There is a reason they call yoga a practice.
We stand tall with our feet firmly placed on the earth, and we breathe. We take a moment to step out of our life and into our heart.
It is about a 12-inch journey from your head to your heart—and most of us live in our minds. Yoga cuts through all the chatter and helps to navigate a path to steadiness and comfort, sthira and sukha in Sanskrit.
Taking a moment to step gracefully into what’s coming is the first lesson we learn on the mat, and use off of it. One minute into the practice, and we’ve discovered the first hidden treasure.
We don’t just place our feet on the earth, we simultaneously lift our heart toward the sun. This creates a long spine and results in a divine stretch. When we pray, we stand on our feet. The practice of yoga is a prayer in motion. We twist to wring out any energy that’s gotten stuck somewhere.
I often tell students to imagine they are a filthy sponge. The wringing out is an opportunity to cleanse of all the mess we have created for ourselves or others, while wringing out the central nervous system.
When we feel emotionally wounded, our body often plants a seed somewhere within itself. Stale or stuck, it can grow like a weed. It may manifest itself as sensation. This is the body’s way of calling out for attention. “Send me a warm breath,” it’s saying. “Soften my sharp edges and allow my rigid muscles to become more fluid,” it might whisper to you.
This is why we value the quiet moments of the practice.
It isn’t until the mind is quiet that one can hear the soul speak. What other time of the day does one go 90 minutes without speaking? This encourages the work-in, rather than the workout.

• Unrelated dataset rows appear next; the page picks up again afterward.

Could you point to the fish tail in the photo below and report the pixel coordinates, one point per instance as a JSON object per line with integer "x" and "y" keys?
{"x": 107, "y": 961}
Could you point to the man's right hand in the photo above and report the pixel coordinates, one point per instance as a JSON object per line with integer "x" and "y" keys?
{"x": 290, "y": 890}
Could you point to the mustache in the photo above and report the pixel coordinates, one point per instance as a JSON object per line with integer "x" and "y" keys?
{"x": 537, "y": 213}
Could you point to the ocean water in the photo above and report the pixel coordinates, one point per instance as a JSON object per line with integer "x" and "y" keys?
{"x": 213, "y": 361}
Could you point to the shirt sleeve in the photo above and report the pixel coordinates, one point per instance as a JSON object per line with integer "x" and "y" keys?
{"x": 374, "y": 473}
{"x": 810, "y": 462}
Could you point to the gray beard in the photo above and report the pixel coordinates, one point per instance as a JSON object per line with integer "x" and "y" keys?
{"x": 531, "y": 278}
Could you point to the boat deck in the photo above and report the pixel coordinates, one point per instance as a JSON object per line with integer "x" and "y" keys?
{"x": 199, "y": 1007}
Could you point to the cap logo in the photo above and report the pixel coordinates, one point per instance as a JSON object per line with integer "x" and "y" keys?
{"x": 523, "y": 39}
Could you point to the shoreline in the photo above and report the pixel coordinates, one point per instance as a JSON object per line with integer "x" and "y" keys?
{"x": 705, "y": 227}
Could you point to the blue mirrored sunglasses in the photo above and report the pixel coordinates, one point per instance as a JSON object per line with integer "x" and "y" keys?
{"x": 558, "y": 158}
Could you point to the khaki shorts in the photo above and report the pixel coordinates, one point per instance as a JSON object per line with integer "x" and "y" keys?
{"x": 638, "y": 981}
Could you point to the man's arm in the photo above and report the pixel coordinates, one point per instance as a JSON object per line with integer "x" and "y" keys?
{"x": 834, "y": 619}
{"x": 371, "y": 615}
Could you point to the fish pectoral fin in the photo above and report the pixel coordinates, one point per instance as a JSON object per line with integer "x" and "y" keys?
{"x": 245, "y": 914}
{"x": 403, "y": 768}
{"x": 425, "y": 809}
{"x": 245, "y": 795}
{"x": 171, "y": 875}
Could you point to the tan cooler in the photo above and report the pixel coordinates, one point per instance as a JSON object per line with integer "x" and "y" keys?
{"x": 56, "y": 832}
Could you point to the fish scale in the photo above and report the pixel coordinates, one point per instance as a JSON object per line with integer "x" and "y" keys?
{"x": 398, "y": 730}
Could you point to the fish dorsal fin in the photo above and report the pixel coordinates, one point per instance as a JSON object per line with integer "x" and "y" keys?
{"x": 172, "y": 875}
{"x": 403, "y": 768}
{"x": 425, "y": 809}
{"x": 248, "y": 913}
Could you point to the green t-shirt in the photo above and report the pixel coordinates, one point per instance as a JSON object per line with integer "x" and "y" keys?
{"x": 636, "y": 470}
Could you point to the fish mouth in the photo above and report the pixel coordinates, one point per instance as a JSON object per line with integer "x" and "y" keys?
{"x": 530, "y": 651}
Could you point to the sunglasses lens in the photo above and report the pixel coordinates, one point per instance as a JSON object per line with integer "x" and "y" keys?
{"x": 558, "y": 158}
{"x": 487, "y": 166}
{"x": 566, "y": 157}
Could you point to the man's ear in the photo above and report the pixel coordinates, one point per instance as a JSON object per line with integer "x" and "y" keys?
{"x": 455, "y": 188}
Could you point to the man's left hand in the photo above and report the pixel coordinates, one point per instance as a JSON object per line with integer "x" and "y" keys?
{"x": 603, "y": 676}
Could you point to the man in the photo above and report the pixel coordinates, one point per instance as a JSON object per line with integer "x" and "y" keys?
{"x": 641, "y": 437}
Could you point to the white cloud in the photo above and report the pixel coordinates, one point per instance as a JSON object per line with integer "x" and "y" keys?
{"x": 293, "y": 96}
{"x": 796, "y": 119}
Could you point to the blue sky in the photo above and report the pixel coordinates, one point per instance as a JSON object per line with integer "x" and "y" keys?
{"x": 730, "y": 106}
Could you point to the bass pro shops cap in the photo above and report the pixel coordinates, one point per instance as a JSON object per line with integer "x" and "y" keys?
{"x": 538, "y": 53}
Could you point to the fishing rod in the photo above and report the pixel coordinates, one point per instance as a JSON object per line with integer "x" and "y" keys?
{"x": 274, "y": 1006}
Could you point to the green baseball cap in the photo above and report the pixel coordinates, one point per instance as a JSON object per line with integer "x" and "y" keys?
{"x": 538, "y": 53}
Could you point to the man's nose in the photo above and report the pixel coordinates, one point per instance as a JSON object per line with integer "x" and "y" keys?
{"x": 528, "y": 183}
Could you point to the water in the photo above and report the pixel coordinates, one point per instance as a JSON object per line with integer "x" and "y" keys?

As the saying goes, “Music is what feeling sounds like.” I practice with and without music. At times, the sound of my breath is the soundtrack to my time on the mat, and other times, it’s a welcome distraction to get lost in the sound.
We move and breathe in synchronicity. This is the dance. “Inhale, arms sweep up for urdhva hastasana, exhale, hinge from the hips and fold forward for uttanasana.” The flow consists of inhales and exhales. The breath navigates the journey inward. One wraps the pose around it, not the other way around. Panting or holding the breath is the body’s way of sending an alert message. “Slow down,” it might be telling you. “Settle into a child’s pose and take a moment for you,” might be a suggestion. The poses exist simply to tempt one to become distracted from the meditation practice that is yoga.
The breath becomes a mantra, and the asanas, a meditation. Sun salutation is a prayer to the sun in gratitude for providing life on Earth. How ingenious that the practice of yoga begins with an offering of gratitude. It reminds us to begin all things with the simplest offering of gratitude, even when it requires a search for something. And on top of that, in appreciation for something that offers without expectation. The sun doesn’t shine to earn our approval. It just shines. This is the basis for authentic relationships: giving without an agenda.
We enter into poses and often feel shaky. This requires a certain level of self-love. How can we exist in a place that feels unsteady and be okay? We create comfort in the discomfort, calm in the midst of chaos. Utkatasana is an awkward, difficult posture, and I have had days that feel like I am stuck in this pose. But having practiced it on my mat affirms that I will get through. The only way to the other side is through. Challenges in life require steady breath and all four corners of the feet firmly rooting as we attempt to rise up. There’s a life skill worth rolling up into your mat.
Can we love ourselves in the moments of uncertainty? Can we like ourselves when we’re five pounds overweight? Can we be generous of spirit and turn it inward? So often, we are kinder to strangers than we are to ourselves. The idea of compassion is lost if it is not offered first to ourselves. I finally understand why the airlines instruct passengers to put the oxygen mask over themselves first before assisting others. How can we possibly help anyone else to feel safe if we have not mastered the skill? We teach others how to care for us by the way we care for ourselves.
We practice yoga to get better at living. Becoming more proficient at yoga is just the cherry on top.
Stepping out of your world and onto your mat to share space with other yogi souls is an intimate experience, and yet we never leave the four corners of our mat. We stretch our bodies and we open our hearts. We are reminded of the things we already knew, and we shed the film, avidya, that starts to collect as we rush through our daily lives. Breath and movement clear our vision and we can see who we are.
“Atha yoga-anushasanam”—yoga begins now. Namaste, which means, “the divine light in me recognizes that same divine light in you.”